Since finishing medical school, I have had a keen interest in research and have strived to develop academic interests throughout my clinical training. However, my current research interests in stroke, ageing and rehabilitation were prompted by my early clinical experiences as a foundation doctor. I worked in a busy job on an elderly care ward, managing unwell patients, liaising with families and dealing with uncertainty as to prognosis in many instances. I quickly realised that age related disease and co-morbidity presents a unique challenge unlike other aspects of clinical medicine. Research evidence is scarce and clinicians are required to make pragmatic decisions based on experience and the patient’s best interests. Increasingly a larger evidence base is being developed to guide decision-making though there exist several issues with study design and the fact that older patients with co-morbidities are often excluded from trials. I am therefore keen to support and promote more inclusion of this growing population in future studies and have designed my personal research with this in mind. I see this as a significant challenge and see demonstration of generalisability of interventions in younger patient populations to older people as an important issue for the next decade of research.
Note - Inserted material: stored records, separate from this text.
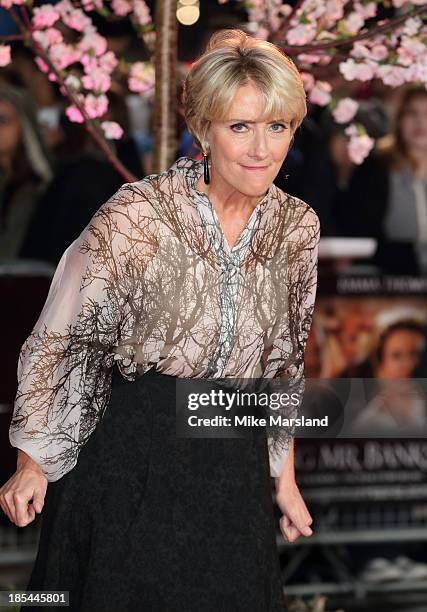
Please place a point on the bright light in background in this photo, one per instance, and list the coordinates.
(188, 11)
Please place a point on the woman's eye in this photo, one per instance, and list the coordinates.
(236, 127)
(278, 127)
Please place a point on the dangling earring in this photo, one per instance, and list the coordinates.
(206, 174)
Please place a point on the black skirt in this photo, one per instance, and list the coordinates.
(147, 521)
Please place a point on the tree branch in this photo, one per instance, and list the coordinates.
(333, 44)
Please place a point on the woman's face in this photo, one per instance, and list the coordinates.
(413, 124)
(246, 153)
(401, 354)
(10, 128)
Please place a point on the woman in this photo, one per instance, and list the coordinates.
(403, 246)
(25, 168)
(206, 270)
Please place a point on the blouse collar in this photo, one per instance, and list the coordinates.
(192, 170)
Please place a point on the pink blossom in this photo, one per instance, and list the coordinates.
(7, 4)
(5, 56)
(366, 11)
(45, 16)
(362, 71)
(334, 9)
(141, 77)
(379, 53)
(345, 110)
(359, 147)
(412, 26)
(47, 38)
(76, 20)
(417, 72)
(301, 34)
(308, 80)
(360, 50)
(90, 5)
(413, 48)
(392, 75)
(112, 130)
(92, 41)
(320, 94)
(262, 32)
(285, 10)
(97, 80)
(74, 114)
(309, 58)
(62, 55)
(73, 82)
(141, 12)
(41, 64)
(354, 22)
(108, 61)
(89, 62)
(121, 7)
(96, 106)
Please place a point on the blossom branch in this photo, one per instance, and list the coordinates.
(372, 32)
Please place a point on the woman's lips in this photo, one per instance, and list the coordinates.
(255, 167)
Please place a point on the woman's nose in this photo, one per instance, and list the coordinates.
(258, 146)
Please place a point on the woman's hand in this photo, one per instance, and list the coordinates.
(28, 482)
(296, 519)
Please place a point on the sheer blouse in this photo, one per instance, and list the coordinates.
(152, 282)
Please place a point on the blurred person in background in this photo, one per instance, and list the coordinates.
(83, 179)
(396, 404)
(403, 157)
(25, 167)
(348, 197)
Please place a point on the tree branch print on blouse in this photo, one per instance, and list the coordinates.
(145, 285)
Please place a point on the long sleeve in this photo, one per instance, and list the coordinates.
(64, 374)
(301, 279)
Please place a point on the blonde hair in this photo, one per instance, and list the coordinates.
(232, 59)
(392, 148)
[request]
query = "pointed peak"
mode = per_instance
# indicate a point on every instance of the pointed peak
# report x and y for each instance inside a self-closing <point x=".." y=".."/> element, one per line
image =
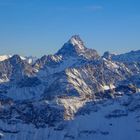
<point x="76" y="41"/>
<point x="73" y="47"/>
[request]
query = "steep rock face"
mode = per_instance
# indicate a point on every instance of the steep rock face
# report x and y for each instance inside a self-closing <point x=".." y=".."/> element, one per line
<point x="76" y="48"/>
<point x="74" y="94"/>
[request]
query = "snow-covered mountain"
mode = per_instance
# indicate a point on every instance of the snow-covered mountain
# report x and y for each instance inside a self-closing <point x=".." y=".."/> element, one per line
<point x="74" y="94"/>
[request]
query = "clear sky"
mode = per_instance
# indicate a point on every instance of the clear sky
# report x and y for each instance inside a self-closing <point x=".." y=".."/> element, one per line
<point x="38" y="27"/>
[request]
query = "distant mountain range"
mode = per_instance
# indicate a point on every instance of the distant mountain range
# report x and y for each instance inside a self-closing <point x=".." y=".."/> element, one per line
<point x="73" y="94"/>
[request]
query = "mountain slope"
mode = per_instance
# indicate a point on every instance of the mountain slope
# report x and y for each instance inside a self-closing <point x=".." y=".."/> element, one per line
<point x="74" y="94"/>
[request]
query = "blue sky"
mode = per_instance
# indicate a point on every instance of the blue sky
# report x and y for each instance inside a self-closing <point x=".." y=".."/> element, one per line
<point x="38" y="27"/>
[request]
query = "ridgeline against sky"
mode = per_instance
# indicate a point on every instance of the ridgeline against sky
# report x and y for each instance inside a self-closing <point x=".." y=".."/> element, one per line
<point x="36" y="27"/>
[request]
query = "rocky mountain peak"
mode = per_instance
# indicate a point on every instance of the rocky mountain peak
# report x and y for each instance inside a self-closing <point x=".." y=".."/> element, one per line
<point x="74" y="46"/>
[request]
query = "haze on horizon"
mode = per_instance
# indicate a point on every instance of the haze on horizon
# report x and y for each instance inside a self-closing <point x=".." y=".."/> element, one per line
<point x="33" y="27"/>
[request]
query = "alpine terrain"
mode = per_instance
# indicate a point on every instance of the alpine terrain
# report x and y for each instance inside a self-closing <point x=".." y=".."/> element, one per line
<point x="75" y="94"/>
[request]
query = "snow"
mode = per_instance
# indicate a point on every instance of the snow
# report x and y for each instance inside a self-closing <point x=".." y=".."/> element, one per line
<point x="4" y="57"/>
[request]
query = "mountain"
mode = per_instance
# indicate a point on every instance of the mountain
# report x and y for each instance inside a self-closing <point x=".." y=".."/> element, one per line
<point x="73" y="94"/>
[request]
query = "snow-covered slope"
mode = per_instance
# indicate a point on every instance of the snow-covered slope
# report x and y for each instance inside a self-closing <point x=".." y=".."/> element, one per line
<point x="74" y="94"/>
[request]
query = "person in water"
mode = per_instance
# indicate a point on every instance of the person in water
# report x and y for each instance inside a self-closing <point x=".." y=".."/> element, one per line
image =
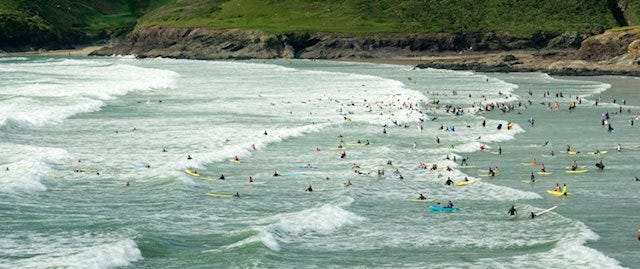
<point x="600" y="165"/>
<point x="449" y="182"/>
<point x="512" y="211"/>
<point x="449" y="205"/>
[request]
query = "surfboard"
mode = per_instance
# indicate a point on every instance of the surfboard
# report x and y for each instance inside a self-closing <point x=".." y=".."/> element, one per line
<point x="579" y="166"/>
<point x="368" y="166"/>
<point x="557" y="192"/>
<point x="86" y="170"/>
<point x="220" y="195"/>
<point x="293" y="174"/>
<point x="191" y="172"/>
<point x="306" y="167"/>
<point x="422" y="201"/>
<point x="576" y="171"/>
<point x="356" y="144"/>
<point x="467" y="166"/>
<point x="546" y="210"/>
<point x="463" y="183"/>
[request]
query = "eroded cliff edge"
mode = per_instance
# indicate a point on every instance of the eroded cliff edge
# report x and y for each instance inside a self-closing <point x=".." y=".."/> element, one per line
<point x="612" y="52"/>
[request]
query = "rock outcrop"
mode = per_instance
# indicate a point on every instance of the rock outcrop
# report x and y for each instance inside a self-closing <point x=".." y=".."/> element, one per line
<point x="613" y="52"/>
<point x="199" y="43"/>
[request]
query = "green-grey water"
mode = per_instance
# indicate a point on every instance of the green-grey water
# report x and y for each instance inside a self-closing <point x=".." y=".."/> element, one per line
<point x="74" y="131"/>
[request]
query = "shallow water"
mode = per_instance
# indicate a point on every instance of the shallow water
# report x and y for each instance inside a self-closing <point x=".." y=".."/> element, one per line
<point x="111" y="117"/>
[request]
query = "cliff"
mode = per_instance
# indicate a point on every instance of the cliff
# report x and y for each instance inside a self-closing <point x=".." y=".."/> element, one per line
<point x="612" y="52"/>
<point x="200" y="43"/>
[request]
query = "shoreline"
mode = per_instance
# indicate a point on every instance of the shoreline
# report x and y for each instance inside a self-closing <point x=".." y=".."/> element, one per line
<point x="80" y="51"/>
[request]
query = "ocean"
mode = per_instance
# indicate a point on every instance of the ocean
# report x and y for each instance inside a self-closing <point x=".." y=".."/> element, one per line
<point x="93" y="154"/>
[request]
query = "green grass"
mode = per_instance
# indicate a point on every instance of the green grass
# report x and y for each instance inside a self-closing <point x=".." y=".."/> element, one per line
<point x="386" y="16"/>
<point x="73" y="21"/>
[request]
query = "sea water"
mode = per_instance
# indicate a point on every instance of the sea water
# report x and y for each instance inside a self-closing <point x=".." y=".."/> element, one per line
<point x="74" y="131"/>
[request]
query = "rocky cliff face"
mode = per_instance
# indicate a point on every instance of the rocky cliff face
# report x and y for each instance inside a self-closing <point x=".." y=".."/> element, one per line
<point x="201" y="43"/>
<point x="615" y="52"/>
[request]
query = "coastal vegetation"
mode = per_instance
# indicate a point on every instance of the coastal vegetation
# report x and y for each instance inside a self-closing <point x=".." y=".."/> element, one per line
<point x="66" y="22"/>
<point x="391" y="16"/>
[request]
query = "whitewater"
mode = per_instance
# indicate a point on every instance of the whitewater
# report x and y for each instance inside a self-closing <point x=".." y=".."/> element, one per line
<point x="93" y="153"/>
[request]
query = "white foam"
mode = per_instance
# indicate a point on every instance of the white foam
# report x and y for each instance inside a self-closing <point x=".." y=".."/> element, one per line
<point x="27" y="169"/>
<point x="42" y="93"/>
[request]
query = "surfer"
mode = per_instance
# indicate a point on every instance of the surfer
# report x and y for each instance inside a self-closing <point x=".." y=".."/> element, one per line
<point x="449" y="205"/>
<point x="600" y="165"/>
<point x="512" y="211"/>
<point x="449" y="182"/>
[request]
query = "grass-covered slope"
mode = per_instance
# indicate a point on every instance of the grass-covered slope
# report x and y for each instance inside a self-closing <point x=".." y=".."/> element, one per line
<point x="390" y="16"/>
<point x="37" y="22"/>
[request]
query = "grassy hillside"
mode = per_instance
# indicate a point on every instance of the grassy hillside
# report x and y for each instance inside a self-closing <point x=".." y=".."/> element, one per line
<point x="62" y="22"/>
<point x="390" y="16"/>
<point x="33" y="22"/>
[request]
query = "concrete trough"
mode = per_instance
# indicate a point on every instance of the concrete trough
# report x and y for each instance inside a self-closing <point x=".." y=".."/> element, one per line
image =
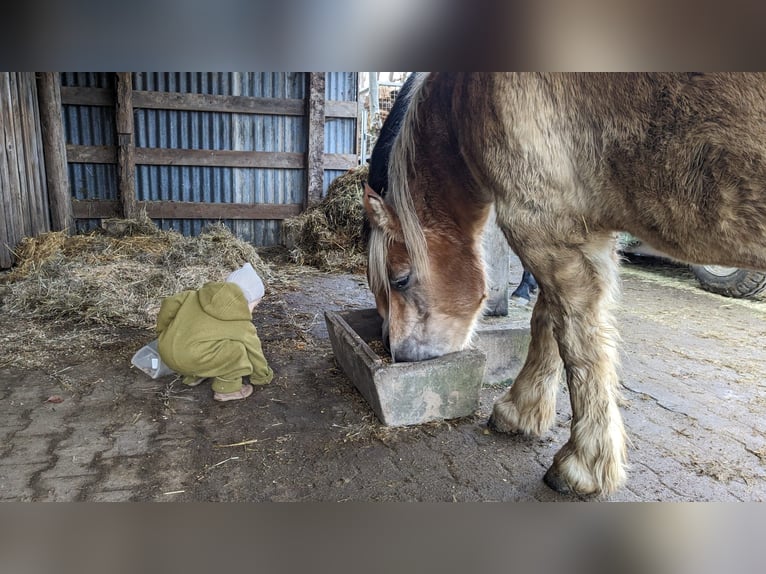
<point x="443" y="388"/>
<point x="404" y="393"/>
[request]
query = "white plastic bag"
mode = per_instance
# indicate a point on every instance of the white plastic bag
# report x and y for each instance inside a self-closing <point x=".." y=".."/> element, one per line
<point x="147" y="359"/>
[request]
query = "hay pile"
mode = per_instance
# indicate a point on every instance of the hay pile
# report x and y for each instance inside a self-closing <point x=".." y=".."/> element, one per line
<point x="118" y="275"/>
<point x="329" y="235"/>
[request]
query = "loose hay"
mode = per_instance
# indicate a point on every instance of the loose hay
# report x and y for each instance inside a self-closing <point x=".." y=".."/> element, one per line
<point x="118" y="275"/>
<point x="329" y="235"/>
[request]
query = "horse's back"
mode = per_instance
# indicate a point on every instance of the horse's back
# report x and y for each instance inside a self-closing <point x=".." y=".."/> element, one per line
<point x="676" y="159"/>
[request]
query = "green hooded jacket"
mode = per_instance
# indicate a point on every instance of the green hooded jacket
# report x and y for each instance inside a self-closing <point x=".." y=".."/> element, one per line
<point x="210" y="333"/>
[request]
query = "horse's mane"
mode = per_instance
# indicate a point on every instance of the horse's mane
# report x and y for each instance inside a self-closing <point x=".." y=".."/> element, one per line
<point x="401" y="160"/>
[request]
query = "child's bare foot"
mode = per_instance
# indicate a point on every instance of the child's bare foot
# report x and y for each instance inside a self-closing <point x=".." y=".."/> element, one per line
<point x="244" y="392"/>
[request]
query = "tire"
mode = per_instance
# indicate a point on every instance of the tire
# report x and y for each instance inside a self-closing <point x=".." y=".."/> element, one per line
<point x="729" y="281"/>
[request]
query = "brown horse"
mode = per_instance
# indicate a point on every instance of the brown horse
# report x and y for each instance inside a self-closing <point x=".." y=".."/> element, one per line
<point x="568" y="160"/>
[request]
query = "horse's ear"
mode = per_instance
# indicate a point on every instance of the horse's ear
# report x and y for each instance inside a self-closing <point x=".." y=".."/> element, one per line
<point x="380" y="214"/>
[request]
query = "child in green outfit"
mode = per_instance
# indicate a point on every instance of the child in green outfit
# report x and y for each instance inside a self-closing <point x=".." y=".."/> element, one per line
<point x="209" y="333"/>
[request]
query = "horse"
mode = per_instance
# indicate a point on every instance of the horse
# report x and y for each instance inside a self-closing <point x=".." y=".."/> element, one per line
<point x="569" y="160"/>
<point x="377" y="180"/>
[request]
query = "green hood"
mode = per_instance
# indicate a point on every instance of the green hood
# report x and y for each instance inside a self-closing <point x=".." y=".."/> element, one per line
<point x="224" y="301"/>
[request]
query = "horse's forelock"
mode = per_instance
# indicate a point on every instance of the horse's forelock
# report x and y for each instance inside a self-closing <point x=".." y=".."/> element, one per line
<point x="401" y="162"/>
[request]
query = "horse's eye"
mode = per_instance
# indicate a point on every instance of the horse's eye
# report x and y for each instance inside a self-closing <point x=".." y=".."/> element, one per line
<point x="401" y="283"/>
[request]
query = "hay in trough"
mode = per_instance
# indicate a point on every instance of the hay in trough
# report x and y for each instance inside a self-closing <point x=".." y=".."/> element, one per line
<point x="329" y="235"/>
<point x="119" y="274"/>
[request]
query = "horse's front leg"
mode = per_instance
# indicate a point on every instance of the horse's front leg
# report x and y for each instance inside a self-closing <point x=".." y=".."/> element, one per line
<point x="585" y="283"/>
<point x="529" y="405"/>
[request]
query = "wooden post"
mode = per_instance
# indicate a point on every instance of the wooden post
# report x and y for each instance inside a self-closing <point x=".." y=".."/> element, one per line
<point x="54" y="151"/>
<point x="126" y="160"/>
<point x="315" y="110"/>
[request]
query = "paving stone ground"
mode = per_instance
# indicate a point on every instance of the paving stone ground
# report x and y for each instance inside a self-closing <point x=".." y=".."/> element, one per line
<point x="693" y="365"/>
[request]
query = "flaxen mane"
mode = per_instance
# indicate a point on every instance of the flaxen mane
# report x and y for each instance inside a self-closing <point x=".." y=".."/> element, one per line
<point x="398" y="197"/>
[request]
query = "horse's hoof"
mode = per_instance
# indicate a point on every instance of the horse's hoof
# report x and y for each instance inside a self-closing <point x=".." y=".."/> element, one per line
<point x="555" y="481"/>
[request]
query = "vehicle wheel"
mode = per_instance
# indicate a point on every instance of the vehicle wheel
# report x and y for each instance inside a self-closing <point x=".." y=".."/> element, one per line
<point x="729" y="281"/>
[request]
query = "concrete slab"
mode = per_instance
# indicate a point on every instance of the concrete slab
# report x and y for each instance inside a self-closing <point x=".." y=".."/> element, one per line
<point x="404" y="394"/>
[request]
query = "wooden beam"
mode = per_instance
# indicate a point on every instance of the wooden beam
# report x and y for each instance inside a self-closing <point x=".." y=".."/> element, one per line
<point x="189" y="102"/>
<point x="315" y="114"/>
<point x="341" y="109"/>
<point x="191" y="157"/>
<point x="219" y="158"/>
<point x="211" y="103"/>
<point x="99" y="209"/>
<point x="126" y="162"/>
<point x="54" y="151"/>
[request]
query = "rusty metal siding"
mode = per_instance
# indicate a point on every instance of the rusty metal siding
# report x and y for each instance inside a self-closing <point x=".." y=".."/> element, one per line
<point x="174" y="129"/>
<point x="340" y="134"/>
<point x="90" y="125"/>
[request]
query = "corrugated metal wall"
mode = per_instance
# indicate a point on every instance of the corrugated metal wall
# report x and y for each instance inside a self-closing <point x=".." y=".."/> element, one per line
<point x="92" y="125"/>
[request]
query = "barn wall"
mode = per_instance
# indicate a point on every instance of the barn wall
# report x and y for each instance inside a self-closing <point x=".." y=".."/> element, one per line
<point x="279" y="182"/>
<point x="23" y="190"/>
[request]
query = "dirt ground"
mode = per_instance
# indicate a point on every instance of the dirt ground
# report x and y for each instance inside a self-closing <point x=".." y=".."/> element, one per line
<point x="77" y="423"/>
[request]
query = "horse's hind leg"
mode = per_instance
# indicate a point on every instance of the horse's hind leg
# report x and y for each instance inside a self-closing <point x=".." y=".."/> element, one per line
<point x="577" y="289"/>
<point x="529" y="406"/>
<point x="584" y="281"/>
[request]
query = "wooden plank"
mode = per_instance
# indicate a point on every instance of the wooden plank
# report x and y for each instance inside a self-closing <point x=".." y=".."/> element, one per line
<point x="95" y="209"/>
<point x="8" y="238"/>
<point x="315" y="115"/>
<point x="35" y="163"/>
<point x="215" y="103"/>
<point x="91" y="154"/>
<point x="12" y="196"/>
<point x="26" y="198"/>
<point x="341" y="109"/>
<point x="54" y="151"/>
<point x="126" y="163"/>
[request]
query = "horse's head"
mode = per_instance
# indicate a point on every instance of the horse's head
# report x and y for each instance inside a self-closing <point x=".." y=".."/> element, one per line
<point x="428" y="282"/>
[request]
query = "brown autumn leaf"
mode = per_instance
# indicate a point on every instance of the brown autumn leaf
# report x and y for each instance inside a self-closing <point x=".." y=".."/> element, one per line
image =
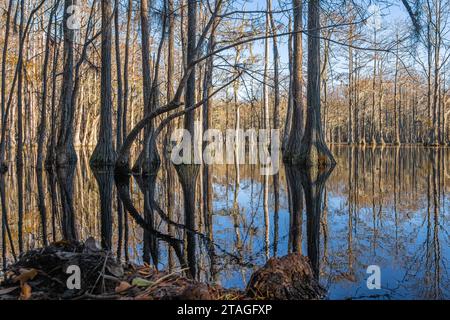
<point x="25" y="275"/>
<point x="123" y="286"/>
<point x="25" y="293"/>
How is your research progressing?
I managed to achieve approvals for the BREATHE-ICH study shortly after being awarded my Fellowship and have since progressed well with data collection and literature review. I have recently started to disseminate my work for peer-reviewed publication and platform presentation. To date, I have published six peer-reviewed manuscripts since starting my Fellowship across clinical and basic science journals. From a national dissemination perspective, I was delighted to have recently been awarded the Royal College of Physicians Quincentennial Lecture 2018 award. This award represents the progress made in understanding aspects of cerebral blood flow changes in haemorrhagic stroke within our department. Further afield, internationally, I have some opportunities coming up to share my work on an international stage with oral presentations at the 23rd Meeting of The European Society of Neurosonology and Haemodynamics in Prague and the 4th European Stroke Organisation Conference in Gothenburg. This will provide a platform to project DMT-supported research to international audiences, gaining valuable feedback and engaging in discussions with potential collaborators ahead of future project results and plans.
I’d like to say how grateful I am for the Dunhill Medical Trust for supporting my research and providing me with a useful network of peers to support my professional development. I’m looking forward to the ‘Annual Distinguished Lecture’ on 17th April 2018 where I will have the opportunity to share my work and catch up with Trustees and other colleagues who are also driven to improve our understanding of age-related diseases and innovation in their treatment.